Maintenant il est temps pour nous de rentrer à la maison, mais où se trouve la gare routière??...

Il va falloir que je demande à quelqu'un, je commence à guetter quelle sera ma cible : celui-là je suis sur qu'il ne parle pas français, celui-là ne me comprendra pas même si j'use de mon meilleur Taki-taki, celui-là ne sais pas où se trouve la gare routière, celui-là va me demander de l'argent pour l'info, celui-là va nous emmener dans les quartiers sombres pour nous voler, celle-là pourquoi pas mais Sophie va dire que je le fais exprès, celle-là va nous demander de tenir la main de ses enfants sur trajet, celle-là si elle décide de nous accompagner, vu à la vitesse ou elle peut marcher on n'est pas arrivés... Après toutes ces infractions de dégaines suspectes, je vois un gars qui semble convenir à mes critères. Je tente. Le gars bien habillé, comprends ce que je lui demande, répond poliment et gentiement en taki-anglais, possède quelques très jolies phrases de français dépourvues d'accent et propose de nous accompagner et de porter des sacs. Plutot très fier de mon choix pertinent, je ne manque pas de me venter auprès de Sophie mais je reste malgré tout attentif à son comportement.
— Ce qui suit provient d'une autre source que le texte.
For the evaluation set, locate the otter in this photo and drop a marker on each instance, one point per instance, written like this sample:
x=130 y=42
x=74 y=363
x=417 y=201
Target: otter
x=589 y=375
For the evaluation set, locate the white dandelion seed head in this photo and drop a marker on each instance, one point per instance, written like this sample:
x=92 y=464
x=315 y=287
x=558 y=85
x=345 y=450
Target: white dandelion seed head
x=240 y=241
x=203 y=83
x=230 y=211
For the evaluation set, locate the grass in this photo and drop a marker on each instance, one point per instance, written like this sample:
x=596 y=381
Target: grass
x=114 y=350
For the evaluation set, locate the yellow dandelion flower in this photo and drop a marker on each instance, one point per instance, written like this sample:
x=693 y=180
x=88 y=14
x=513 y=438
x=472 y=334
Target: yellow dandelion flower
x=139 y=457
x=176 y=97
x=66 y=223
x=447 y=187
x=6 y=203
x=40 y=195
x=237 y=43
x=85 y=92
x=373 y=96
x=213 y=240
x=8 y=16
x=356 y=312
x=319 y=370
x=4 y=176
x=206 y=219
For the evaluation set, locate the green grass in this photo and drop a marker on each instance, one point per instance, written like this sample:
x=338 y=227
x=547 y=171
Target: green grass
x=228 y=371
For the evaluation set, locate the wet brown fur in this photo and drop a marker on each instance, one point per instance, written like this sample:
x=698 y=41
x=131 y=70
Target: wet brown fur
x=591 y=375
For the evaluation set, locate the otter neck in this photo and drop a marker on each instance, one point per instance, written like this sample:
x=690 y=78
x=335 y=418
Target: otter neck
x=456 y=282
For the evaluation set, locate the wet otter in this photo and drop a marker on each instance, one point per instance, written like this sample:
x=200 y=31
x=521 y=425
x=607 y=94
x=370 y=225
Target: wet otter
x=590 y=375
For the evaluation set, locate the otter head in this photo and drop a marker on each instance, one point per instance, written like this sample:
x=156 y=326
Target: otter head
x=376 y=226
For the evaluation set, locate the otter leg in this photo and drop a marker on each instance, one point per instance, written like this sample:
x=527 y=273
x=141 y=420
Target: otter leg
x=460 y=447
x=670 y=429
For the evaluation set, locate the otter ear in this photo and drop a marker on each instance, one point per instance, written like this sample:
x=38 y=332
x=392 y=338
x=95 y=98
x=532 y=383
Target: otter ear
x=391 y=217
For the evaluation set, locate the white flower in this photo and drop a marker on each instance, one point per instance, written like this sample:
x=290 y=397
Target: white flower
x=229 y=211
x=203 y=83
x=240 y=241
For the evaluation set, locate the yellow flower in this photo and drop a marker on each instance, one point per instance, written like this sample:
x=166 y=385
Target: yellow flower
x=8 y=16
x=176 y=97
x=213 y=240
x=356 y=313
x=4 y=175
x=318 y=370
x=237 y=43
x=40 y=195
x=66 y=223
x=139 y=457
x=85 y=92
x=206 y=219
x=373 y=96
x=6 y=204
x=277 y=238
Dans notre discussion d'auto -stoppeur, nous lui demandons ce qu'il fait comme métier. Il aide les gens. Curieux de nous ouvrir à d'autres cultures qui ont ce genre de métier, nous approfondissons. Il détaille sur un ensemble d'actions d'aides à la personne et enchaine par quelque chose en français du genre « il faut saigner pour aider les gens ». Pensant que c'est une erreur de langue de sa part nous ne notons pas vraiment. « Dieu à saigner pour nous, nous pouvons bien saigner pour lui ».
Et merde! Le reste de notre trajet à pied sera sur ce thème. Trop poli pour être honnête... Il nous arrête par deux fois pour nous prévenir de l'atrocité du monde dans lequel nous allons tomber : celui des chauffeurs de taxi ; bien qu'entourés par plusieurs taxi man il souhaite continuer à nous conseiller, et tente même pour ne pas être compris par la ronde de nous parler en créole... Après l'avoir remercié et bien rassuré, nous nous dirigeons vers ce monde hostile qu'est la vie de tous les jours.